Aenea sorrise di storto. Era quello che più avanti avrei definito il suo sorriso malizioso. — Troppo primitivo per essere un piano — disse. — E se i miei sospetti sul motivo per cui la Pax vuole catturarmi sono errati… be’, allora non funzionerà. — Il sorriso malizioso prese una piega ironica. — Probabilmente non funzionerà comunque.

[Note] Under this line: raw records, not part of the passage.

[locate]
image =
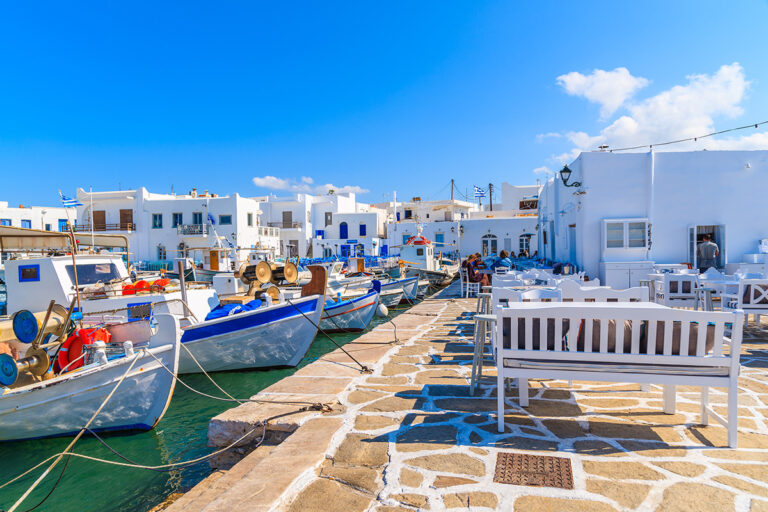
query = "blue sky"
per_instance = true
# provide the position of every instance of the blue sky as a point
(374, 95)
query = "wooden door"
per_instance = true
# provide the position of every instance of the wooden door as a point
(126, 219)
(99, 220)
(214, 257)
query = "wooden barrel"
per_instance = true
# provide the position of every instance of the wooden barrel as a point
(288, 273)
(261, 273)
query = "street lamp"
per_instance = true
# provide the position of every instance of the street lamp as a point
(565, 175)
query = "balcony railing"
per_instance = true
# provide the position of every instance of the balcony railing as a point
(192, 229)
(122, 226)
(285, 225)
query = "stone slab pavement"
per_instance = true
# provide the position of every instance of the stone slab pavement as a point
(413, 439)
(409, 437)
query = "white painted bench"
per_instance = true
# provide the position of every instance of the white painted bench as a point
(581, 341)
(573, 292)
(751, 297)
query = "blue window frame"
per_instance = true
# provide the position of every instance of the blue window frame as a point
(28, 273)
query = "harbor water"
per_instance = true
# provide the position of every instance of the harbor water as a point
(181, 435)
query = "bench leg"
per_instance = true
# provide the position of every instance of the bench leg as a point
(670, 397)
(500, 397)
(733, 413)
(522, 386)
(704, 405)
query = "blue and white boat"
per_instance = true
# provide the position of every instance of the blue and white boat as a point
(349, 315)
(409, 286)
(63, 405)
(262, 337)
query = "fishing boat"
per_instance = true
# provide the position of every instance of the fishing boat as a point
(255, 334)
(409, 286)
(350, 315)
(420, 260)
(140, 373)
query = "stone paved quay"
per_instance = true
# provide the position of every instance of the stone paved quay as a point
(409, 436)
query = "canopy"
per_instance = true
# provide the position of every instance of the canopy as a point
(23, 239)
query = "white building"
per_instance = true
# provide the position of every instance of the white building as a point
(161, 227)
(352, 234)
(304, 219)
(633, 209)
(459, 226)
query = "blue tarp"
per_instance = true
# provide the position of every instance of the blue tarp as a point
(221, 311)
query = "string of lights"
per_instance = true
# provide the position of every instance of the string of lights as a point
(689, 139)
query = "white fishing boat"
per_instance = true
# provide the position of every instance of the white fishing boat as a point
(267, 336)
(142, 378)
(418, 254)
(349, 315)
(409, 286)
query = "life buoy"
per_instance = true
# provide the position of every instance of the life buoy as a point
(72, 349)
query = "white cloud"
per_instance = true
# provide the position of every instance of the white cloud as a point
(680, 112)
(608, 88)
(305, 185)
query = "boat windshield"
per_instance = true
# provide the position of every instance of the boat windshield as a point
(91, 273)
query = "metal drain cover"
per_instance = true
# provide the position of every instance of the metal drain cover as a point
(533, 470)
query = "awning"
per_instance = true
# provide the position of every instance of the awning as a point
(23, 239)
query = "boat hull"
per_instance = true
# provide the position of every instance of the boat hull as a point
(351, 315)
(62, 406)
(277, 335)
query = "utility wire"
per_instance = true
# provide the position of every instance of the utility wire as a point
(689, 139)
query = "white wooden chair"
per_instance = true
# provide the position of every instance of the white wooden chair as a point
(656, 345)
(676, 290)
(468, 287)
(573, 292)
(751, 297)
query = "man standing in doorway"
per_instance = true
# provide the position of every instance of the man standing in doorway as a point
(706, 253)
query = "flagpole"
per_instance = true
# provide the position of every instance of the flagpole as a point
(90, 194)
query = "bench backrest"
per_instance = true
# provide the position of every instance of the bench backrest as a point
(503, 296)
(753, 295)
(573, 292)
(622, 332)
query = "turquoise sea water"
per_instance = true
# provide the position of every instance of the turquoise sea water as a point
(181, 435)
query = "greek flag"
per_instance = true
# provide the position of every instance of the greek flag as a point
(68, 202)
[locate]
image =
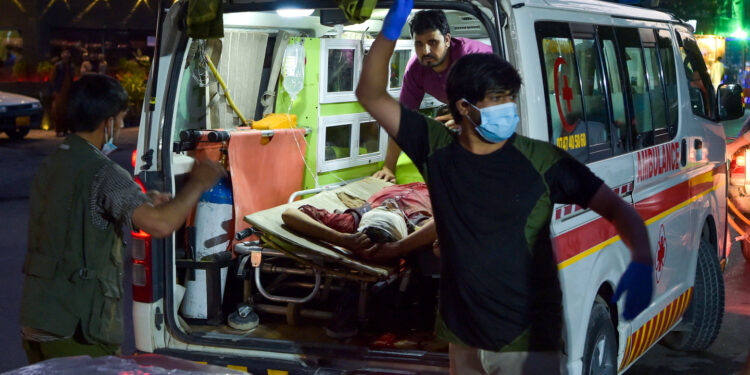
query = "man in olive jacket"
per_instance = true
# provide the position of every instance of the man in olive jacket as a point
(71, 302)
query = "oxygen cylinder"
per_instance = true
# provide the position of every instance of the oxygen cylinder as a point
(214, 211)
(294, 69)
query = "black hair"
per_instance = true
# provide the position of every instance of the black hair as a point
(475, 75)
(94, 98)
(429, 20)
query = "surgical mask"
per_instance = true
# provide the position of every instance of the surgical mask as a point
(109, 146)
(498, 122)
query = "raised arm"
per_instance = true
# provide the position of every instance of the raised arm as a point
(372, 90)
(637, 281)
(166, 217)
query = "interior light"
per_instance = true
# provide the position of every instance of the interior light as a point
(739, 34)
(294, 12)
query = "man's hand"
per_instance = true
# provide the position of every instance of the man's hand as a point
(355, 242)
(158, 198)
(206, 172)
(637, 283)
(396, 19)
(385, 174)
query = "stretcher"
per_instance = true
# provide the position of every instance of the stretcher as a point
(309, 257)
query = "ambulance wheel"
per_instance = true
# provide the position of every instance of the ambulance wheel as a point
(600, 352)
(745, 244)
(702, 319)
(17, 133)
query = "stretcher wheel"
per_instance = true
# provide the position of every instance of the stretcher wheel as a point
(745, 244)
(292, 313)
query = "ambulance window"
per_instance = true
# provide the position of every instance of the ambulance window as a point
(349, 140)
(562, 84)
(337, 142)
(615, 86)
(369, 137)
(630, 50)
(340, 64)
(666, 54)
(654, 79)
(594, 100)
(699, 83)
(340, 70)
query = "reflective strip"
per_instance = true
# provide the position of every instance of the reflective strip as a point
(646, 336)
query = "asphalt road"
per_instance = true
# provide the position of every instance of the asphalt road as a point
(19, 160)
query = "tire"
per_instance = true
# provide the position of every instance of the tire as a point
(17, 133)
(600, 352)
(702, 320)
(745, 244)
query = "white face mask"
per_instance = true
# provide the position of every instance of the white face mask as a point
(109, 146)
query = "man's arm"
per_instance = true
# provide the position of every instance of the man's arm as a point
(304, 224)
(637, 280)
(163, 219)
(372, 90)
(626, 221)
(388, 250)
(388, 172)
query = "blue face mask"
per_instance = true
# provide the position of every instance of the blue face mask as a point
(109, 146)
(498, 122)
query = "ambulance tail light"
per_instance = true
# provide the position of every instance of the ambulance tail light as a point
(141, 268)
(143, 290)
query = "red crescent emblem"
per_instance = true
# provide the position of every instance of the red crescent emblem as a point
(567, 95)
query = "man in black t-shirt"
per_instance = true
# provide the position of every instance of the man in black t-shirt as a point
(492, 194)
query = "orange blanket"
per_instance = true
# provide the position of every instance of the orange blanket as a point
(264, 172)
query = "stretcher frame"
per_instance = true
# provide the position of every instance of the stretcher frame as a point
(316, 258)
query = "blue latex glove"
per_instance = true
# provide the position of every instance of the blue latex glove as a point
(396, 19)
(637, 282)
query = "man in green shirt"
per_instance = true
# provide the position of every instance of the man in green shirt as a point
(71, 302)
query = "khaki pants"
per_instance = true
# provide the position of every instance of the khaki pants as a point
(472, 361)
(71, 346)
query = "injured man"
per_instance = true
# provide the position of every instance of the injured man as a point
(388, 225)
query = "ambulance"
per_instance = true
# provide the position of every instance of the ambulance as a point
(623, 89)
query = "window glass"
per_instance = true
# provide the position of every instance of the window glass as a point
(568, 128)
(658, 104)
(340, 70)
(594, 100)
(616, 92)
(700, 87)
(338, 141)
(630, 47)
(666, 53)
(398, 66)
(369, 137)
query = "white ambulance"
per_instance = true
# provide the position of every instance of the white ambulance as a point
(623, 89)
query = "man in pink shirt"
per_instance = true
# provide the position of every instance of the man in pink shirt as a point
(427, 71)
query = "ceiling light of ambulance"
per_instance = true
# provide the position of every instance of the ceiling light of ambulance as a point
(289, 13)
(739, 34)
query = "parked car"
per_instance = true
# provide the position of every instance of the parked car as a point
(624, 90)
(18, 114)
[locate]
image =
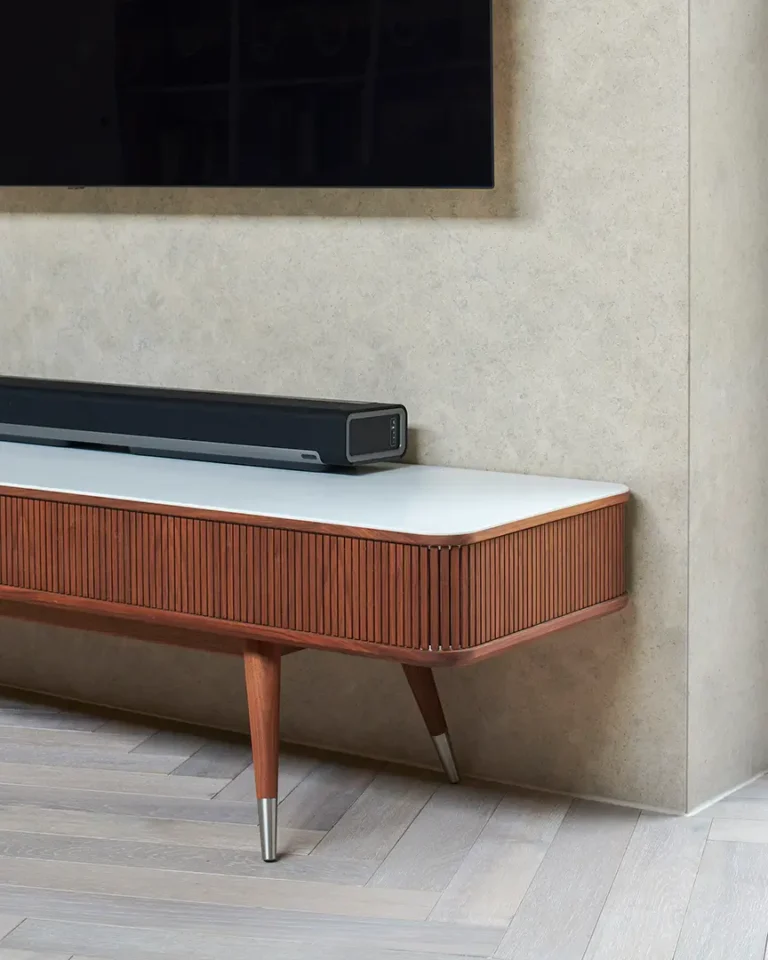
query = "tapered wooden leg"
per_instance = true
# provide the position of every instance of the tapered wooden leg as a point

Guardai il cronometro. — Abbiamo quarantacinque minuti prima di emergere e di scoprire se ci aspettano — dissi. — Hai voglia di metterci a parte del tuo piano che non funzionerà?

Aenea cominciò a spiegare. Non parlò a lungo. Al termine, l’androide e io ci guardammo.

— Hai ragione — dissi a Aenea. — Non è un gran piano e non funzionerà.

Aenea continuò a sorridere. Mi prese la mano e mi girò il polso in modo da guardare il quadrante del cronometro. — Abbiamo quarantun minuti — disse. — Trova un piano migliore.